LoongArch: initial 32-bit UAPI

[PATCH 0/3] LoongArch: initial 32-bit UAPI

Posted by Jiaxun Yang 1 year, 1 month ago

This series defines the UAPI for LoongArch32, marking my initial step
towards upstreaming support for the architecture. Once the UAPI is
ratified, we can proceed to scrutinise various kernel components to
enable 32-bit support while simultaneously addressing user-space porting.

Why am I upstreaming LoongArch32?
================================
Although 32-bit systems are experiencing declining adoption in general
computing, LoongArch32 remains highly relevant within specific niches.
Beyond embedded applications, several vendors are actively developing
application-level LoongArch32 processors.

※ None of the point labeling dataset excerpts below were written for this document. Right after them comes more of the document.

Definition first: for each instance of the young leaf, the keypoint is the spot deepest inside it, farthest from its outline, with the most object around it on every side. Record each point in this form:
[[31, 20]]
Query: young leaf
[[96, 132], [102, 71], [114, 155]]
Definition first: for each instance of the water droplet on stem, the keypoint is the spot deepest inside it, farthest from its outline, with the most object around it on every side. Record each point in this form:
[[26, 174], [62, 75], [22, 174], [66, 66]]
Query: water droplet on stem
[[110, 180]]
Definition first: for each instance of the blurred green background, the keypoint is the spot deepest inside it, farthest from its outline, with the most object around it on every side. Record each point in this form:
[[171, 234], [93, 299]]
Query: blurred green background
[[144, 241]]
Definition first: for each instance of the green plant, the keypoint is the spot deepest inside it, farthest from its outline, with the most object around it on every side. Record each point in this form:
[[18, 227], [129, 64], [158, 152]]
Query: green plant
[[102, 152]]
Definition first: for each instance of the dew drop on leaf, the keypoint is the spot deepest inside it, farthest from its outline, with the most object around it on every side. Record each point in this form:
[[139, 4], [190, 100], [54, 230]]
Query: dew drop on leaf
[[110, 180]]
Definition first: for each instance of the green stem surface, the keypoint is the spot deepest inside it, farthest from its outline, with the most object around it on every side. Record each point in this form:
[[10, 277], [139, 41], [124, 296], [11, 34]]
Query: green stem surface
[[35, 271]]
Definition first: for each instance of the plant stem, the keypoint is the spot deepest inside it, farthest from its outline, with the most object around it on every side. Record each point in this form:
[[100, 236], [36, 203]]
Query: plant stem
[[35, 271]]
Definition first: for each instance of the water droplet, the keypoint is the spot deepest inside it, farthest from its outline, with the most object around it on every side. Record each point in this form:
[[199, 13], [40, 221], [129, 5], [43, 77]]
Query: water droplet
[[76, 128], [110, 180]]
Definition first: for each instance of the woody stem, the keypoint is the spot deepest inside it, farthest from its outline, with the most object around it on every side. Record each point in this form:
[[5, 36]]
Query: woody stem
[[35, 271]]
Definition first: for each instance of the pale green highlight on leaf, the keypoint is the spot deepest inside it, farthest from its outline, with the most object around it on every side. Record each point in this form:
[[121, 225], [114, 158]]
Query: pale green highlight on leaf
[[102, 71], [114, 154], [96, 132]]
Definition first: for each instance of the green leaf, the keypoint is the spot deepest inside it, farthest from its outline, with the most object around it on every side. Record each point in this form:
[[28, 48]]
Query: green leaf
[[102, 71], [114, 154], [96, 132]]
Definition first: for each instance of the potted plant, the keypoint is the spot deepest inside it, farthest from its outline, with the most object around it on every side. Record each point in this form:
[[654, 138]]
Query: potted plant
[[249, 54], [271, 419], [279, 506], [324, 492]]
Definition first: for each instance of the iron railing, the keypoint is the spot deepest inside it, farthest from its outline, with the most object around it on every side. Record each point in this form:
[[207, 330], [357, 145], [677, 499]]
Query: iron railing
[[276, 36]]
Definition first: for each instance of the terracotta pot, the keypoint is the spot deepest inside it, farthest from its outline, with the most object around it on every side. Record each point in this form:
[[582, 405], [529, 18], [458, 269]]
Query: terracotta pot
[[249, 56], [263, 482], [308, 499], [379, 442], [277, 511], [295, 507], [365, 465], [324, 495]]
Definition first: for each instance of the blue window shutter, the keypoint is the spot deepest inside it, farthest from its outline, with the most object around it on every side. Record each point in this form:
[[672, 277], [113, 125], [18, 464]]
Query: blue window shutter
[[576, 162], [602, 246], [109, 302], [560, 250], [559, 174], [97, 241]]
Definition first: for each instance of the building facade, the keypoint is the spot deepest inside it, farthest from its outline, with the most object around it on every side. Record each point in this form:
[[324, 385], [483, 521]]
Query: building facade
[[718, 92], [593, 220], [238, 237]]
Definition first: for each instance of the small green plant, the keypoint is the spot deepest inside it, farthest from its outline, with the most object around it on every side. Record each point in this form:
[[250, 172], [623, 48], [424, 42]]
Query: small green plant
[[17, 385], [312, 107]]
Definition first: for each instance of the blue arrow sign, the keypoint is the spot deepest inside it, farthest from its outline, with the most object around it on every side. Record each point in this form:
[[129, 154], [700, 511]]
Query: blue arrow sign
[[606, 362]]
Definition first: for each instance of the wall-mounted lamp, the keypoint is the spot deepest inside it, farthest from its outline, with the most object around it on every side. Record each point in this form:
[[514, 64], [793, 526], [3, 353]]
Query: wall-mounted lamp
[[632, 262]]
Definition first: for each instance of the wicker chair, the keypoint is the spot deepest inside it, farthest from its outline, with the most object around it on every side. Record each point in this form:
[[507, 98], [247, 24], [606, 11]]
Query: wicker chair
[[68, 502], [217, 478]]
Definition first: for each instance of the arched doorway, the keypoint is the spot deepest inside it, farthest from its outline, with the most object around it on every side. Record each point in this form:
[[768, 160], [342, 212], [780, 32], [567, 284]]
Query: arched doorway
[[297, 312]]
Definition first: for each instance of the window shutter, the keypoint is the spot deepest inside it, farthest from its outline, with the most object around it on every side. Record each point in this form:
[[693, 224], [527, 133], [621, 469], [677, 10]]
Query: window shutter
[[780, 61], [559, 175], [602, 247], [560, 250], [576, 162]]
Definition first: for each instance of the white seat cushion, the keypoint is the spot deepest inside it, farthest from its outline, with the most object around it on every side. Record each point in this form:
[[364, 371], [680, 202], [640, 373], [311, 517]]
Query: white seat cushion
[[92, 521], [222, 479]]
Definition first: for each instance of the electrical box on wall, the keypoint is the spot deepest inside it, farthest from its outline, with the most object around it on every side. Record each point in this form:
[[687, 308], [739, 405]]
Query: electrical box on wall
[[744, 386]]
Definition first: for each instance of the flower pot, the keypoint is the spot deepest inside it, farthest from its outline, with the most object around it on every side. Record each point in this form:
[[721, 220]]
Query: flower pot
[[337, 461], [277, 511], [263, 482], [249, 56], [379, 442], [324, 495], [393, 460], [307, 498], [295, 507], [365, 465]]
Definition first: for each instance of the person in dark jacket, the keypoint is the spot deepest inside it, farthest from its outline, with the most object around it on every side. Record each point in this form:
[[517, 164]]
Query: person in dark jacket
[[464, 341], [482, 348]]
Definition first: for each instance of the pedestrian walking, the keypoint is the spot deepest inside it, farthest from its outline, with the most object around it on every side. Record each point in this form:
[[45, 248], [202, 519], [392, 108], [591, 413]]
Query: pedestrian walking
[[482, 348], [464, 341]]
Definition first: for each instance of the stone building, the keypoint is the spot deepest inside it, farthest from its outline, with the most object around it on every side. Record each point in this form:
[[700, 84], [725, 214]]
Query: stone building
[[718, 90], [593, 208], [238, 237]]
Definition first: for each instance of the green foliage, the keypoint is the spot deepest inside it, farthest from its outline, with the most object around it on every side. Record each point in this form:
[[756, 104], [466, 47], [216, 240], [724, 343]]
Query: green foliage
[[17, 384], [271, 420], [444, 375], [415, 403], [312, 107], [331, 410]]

Loongson, for example, has
released two open-source reference hardware implementations: openLA500
and openLA1000 [6].

The architecture also holds considerable educational value, having been
integrated into China's national computer architecture curricula and
embedded systems courses. Additionally, the National Student Computer
System Capability Challenge (NSCSCC) [1] features LoongArch32 CPUs, where
hundreds of students design Linux-capable hardware implementations and
compete on performance. This initiative has resulted in several exciting
high-performance LoongArch32 cores, including LainCore[2], Wired[3],
NOP-Core[4], NagiCore[5]....

From an upstream perspective, we will largely reuse the infrastructure
already established for LoongArch64, ensuring that the maintenance burden
remains minimal.

Porting Status
==============
The LoongArch32 port has been available downstream for some time, with
various system components hosted on Loongson's Gitee[6]. However, these
components utilise an older downstream ABI and fall short of upstream
quality.

On the upstream front, LLVM-19 now includes experimental support for
LoongArch32 (ILP32 ABI) under the loongarch32* triple, and efforts are
underway to enable GNU toolchain support. My upstream-ready kernel port
and musl libc port can successfully boot into a minimal Buildroot
environment and execute test cases on QEMU virt machine with clang
toolchain.

Thank you for reading. I look forward to your comments and feedback.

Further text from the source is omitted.